Investing in social responsibility
For investors who are confident in the future and may be in search of opportunities, another cultural shift to consider is the demand for sustainable, eco-friendly practices that go far beyond the product itself to how the product was sourced, processed, packaged, marketed, and delivered, the panel said.
“The adoption of socially responsible principles goes all the way back down the supply chain,” said Rishi Kapoor, co-CEO of Investcorp, as consumers continue to search for products that reflect their values and ideals. “In the future, we’re not just trying to build sustainable businesses that produce cash and cash returns, but businesses that enrich the lives of all the stakeholders that participate in it,” he said. “We believe very strongly that this is where the investment universe is going.”
The possibility of inflation rearing its ugly head after so many years of near-zero interest rates was also discussed by both the panel and Baete. But concerns that a newly energized economy might fuel inflation were muted by the recognition that inflation isn’t all bad, particularly if it is a result of energized markets driving higher valuations.
“Runaway inflation is not good for secondary markets, but some inflation in equity markets is actually good,” said Fabiana Fedeli, global head of fundamental equities for Robeco. “We still believe that inflation will be quite benign over the year.”
Baete agreed that a post-pandemic recovery boom could spark inflation, but noted that one generally unasked question is about the level of debt that many countries have taken on during the pandemic to support their economies. “When and how this debt will be addressed is not a question that is being asked,” he said, adding that if it is ignored, it will end up being “a question for our children to address.”
With China poised to overtake the U.S. as the world’s largest economy, there was some general concern among the panelists about how those power dynamics might play out, but most agreed that no matter what happens, there will be opportunities for smart investors.

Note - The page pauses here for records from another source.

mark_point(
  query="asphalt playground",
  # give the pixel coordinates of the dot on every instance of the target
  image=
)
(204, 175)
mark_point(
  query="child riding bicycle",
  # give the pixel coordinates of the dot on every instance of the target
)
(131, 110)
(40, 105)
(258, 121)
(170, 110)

According to Robeco’s Fedeli and Lynn Forester de Rothschild, U.S./China trade relations under the Biden administration probably won’t diverge too dramatically from the Trump administration’s approach, except for a possible emphasis on holding China accountable for human-rights violations, data manipulation, and intellectual property issues. “We continue to see a lot of interest in the overall Chinese market, and we believe China will be destined to become a core location in investors’ portfolios going forward,” Fedeli said.

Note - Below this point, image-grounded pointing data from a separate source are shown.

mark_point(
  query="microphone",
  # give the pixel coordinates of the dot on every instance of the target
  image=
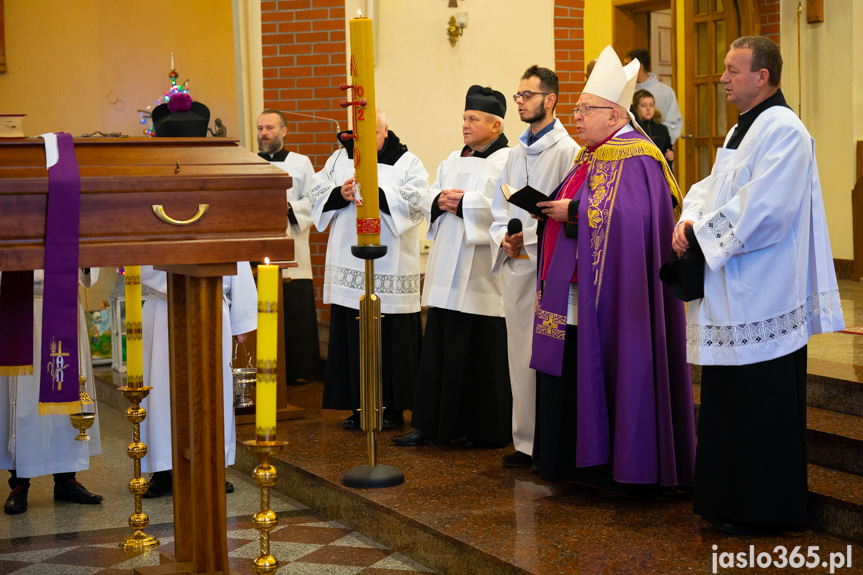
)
(514, 226)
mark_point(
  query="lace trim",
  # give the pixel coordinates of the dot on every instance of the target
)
(727, 243)
(756, 335)
(412, 196)
(384, 283)
(319, 190)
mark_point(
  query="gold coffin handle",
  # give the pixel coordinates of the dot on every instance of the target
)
(160, 213)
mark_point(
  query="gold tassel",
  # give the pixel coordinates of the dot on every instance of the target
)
(59, 408)
(16, 370)
(623, 149)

“It all very much depends on the level of confidence among investors, consumers, and entrepreneurs as to whether will we see a boost in consumption and investment.”
BlackRock’s Evy Hambro agreed that “everybody is anticipating that the China will become the world’s largest economy. We all know it’s going to happen, and the capital will follow in terms of investment decisions,” he said. “We just need to be prepared for it and hopefully pick the right winners.”

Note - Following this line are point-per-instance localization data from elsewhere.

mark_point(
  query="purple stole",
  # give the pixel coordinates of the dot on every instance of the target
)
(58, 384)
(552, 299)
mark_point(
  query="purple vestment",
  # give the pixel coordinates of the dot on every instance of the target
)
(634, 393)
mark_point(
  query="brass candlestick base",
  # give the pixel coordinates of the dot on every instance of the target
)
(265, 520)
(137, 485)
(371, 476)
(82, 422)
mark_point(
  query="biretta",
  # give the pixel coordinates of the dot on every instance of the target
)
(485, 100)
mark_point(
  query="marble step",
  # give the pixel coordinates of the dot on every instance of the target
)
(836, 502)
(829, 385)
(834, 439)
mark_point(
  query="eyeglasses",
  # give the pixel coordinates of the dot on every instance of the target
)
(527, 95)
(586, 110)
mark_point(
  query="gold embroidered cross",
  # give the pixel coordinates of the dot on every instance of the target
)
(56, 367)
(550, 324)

Baete agreed about China’s growing strength, and cautioned the new Biden administration not to force the E.U. to choose between the U.S. and China, as the Trump administration effectively did over the past four years. “There needs to be a real partnership between the U.S. and the E.U. that respects the strength of both,” he explained.
That said, Baete worries about lofty market valuations and the lack of cushion they will provide in the event of a downturn brought by prematurely ending financial stimulus, social unrest (especially in the U.S.), or continued virus mutations. “Any one or a combination of these developments could create a significant opportunity for a market correction.”